Gaze Uncertainty Prediction of InfoVis
Description: There is always errors in Eye-tracking data, which is dependent on the eye-tracker itself, and the quality of calibration(see Figure 1). In previous work(see Figure 2), we proposed two effective metrics, the Flipping Candidate Rate (FCR) and Hit Any AOI Rate (HAAR), to quantify the impact of uncertainty on information visualisations. Once the raw gaze data are not available, can we have a rough idea of how large the gaze uncertainty (estimation error) is, and be able to predict and even correct it?
Goal:
* Process the eye-tracking data of the VisRecall dataset [1]

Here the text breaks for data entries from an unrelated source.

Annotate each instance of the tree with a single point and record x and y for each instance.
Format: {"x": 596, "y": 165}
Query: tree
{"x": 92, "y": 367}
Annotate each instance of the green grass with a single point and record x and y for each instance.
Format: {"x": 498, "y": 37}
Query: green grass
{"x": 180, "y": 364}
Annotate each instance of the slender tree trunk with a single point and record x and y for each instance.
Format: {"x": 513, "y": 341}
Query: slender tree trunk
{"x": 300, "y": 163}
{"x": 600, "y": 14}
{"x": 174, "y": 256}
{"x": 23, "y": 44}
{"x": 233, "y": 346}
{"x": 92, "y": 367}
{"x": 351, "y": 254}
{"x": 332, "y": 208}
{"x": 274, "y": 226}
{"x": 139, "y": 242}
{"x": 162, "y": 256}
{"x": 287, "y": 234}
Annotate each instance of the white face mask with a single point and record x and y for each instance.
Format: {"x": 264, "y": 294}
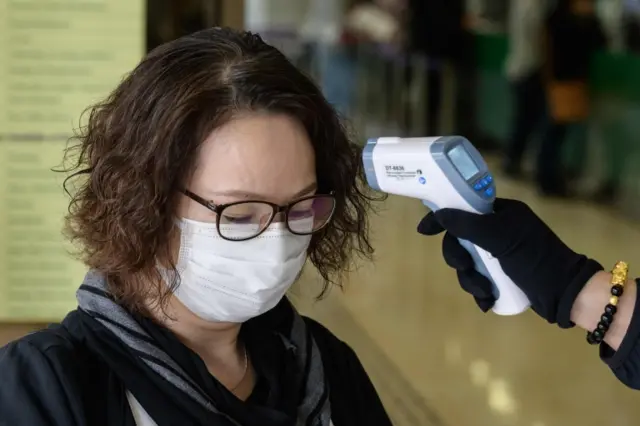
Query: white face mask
{"x": 234, "y": 281}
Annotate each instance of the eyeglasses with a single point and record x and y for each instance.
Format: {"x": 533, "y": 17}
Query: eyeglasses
{"x": 302, "y": 217}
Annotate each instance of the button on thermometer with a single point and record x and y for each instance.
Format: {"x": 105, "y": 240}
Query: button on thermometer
{"x": 444, "y": 172}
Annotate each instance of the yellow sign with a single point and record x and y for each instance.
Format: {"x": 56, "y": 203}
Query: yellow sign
{"x": 57, "y": 57}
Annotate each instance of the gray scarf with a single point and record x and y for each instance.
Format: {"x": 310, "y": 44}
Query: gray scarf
{"x": 314, "y": 409}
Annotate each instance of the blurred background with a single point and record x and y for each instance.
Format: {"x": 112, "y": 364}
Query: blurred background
{"x": 549, "y": 90}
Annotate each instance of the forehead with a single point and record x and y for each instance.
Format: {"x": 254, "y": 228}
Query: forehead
{"x": 269, "y": 155}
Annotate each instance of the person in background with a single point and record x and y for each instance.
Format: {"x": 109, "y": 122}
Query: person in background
{"x": 435, "y": 31}
{"x": 573, "y": 35}
{"x": 330, "y": 47}
{"x": 524, "y": 71}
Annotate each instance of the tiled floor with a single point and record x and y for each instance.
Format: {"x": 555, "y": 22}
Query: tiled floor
{"x": 437, "y": 360}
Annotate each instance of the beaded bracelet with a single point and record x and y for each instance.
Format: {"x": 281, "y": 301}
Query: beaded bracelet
{"x": 620, "y": 273}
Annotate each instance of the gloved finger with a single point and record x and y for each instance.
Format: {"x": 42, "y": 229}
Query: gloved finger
{"x": 429, "y": 225}
{"x": 477, "y": 228}
{"x": 454, "y": 254}
{"x": 476, "y": 284}
{"x": 485, "y": 304}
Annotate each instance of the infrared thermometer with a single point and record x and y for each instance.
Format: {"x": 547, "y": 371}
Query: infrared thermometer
{"x": 444, "y": 172}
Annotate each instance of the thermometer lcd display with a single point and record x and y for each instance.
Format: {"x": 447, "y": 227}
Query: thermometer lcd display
{"x": 463, "y": 162}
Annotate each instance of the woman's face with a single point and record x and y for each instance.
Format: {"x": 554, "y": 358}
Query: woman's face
{"x": 257, "y": 156}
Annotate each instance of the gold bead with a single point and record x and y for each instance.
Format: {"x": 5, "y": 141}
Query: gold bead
{"x": 620, "y": 273}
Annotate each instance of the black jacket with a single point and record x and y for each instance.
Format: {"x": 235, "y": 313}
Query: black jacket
{"x": 49, "y": 378}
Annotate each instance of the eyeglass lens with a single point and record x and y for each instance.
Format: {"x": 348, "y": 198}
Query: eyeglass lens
{"x": 305, "y": 216}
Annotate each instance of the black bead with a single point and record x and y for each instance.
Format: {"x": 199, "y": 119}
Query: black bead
{"x": 617, "y": 290}
{"x": 597, "y": 335}
{"x": 611, "y": 309}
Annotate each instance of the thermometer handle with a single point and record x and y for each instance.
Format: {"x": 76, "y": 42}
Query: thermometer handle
{"x": 510, "y": 300}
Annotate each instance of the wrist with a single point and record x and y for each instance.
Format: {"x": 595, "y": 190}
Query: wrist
{"x": 590, "y": 303}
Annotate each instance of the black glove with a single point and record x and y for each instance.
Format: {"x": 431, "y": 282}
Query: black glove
{"x": 547, "y": 271}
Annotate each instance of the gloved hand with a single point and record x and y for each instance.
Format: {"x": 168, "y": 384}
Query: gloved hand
{"x": 547, "y": 271}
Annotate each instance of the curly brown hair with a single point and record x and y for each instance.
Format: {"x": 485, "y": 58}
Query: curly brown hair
{"x": 135, "y": 153}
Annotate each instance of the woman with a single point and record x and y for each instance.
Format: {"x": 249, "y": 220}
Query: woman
{"x": 574, "y": 34}
{"x": 203, "y": 184}
{"x": 564, "y": 287}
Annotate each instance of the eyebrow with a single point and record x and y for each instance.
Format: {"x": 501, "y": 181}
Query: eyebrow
{"x": 247, "y": 194}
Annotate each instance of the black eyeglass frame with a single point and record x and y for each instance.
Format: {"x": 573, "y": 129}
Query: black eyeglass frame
{"x": 219, "y": 208}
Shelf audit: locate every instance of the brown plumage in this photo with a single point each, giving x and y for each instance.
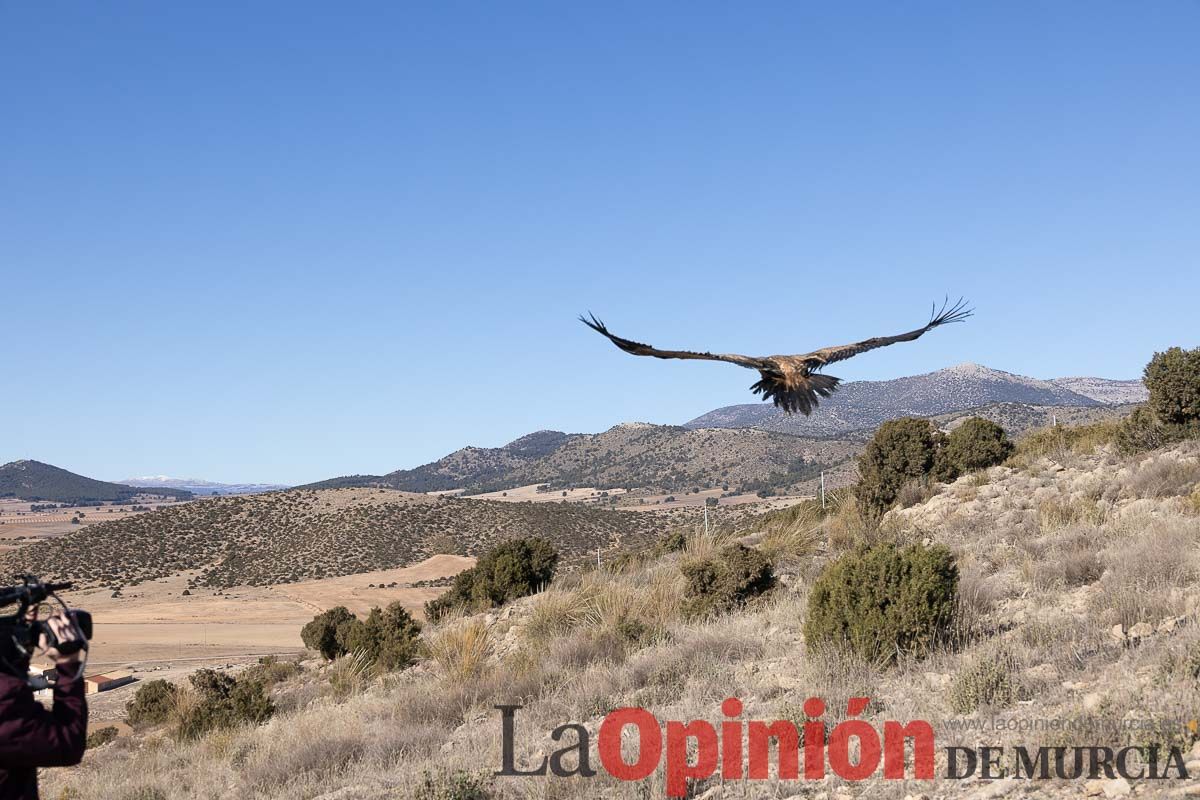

* Follow the previous paper [2] to analysis the correlation of calibration error and the proposed metrics
* Research questions:
- Is the gaze uncertainty (estimation error) predictable from post-hoc analysis?
- Can we automatically correct the gaze data if the calibration error is too high?
Supervisor: Yao Wang
Distribution: 30% Literature, 40% Implementation & Experiment, 30% Evaluation & Analysis
Requirements:
* Good programming skill in Python, better to be experienced in deep learning
* Basic knowledge of data analysis
* Keen interest in research (lead to potential publication)
Literature: [1] Wang, Y., C. Jiao, M. Bâce, and A. Bulling. 2022. VisRecall: Quantifying Information Visualisation Recallability via Question Answering. EEE Transactions on Visualization and Computer Graphics (TVCG), p. 1-12.
[2] Wang, Y., M. Koch, M. Bâce, D. Weiskopf, and A. Bulling. 2022. Impact of gaze uncertainty on AOIs in information visualisations. 2022 Symposium on Eye Tracking Research and Applications (ETRA), p.1–6.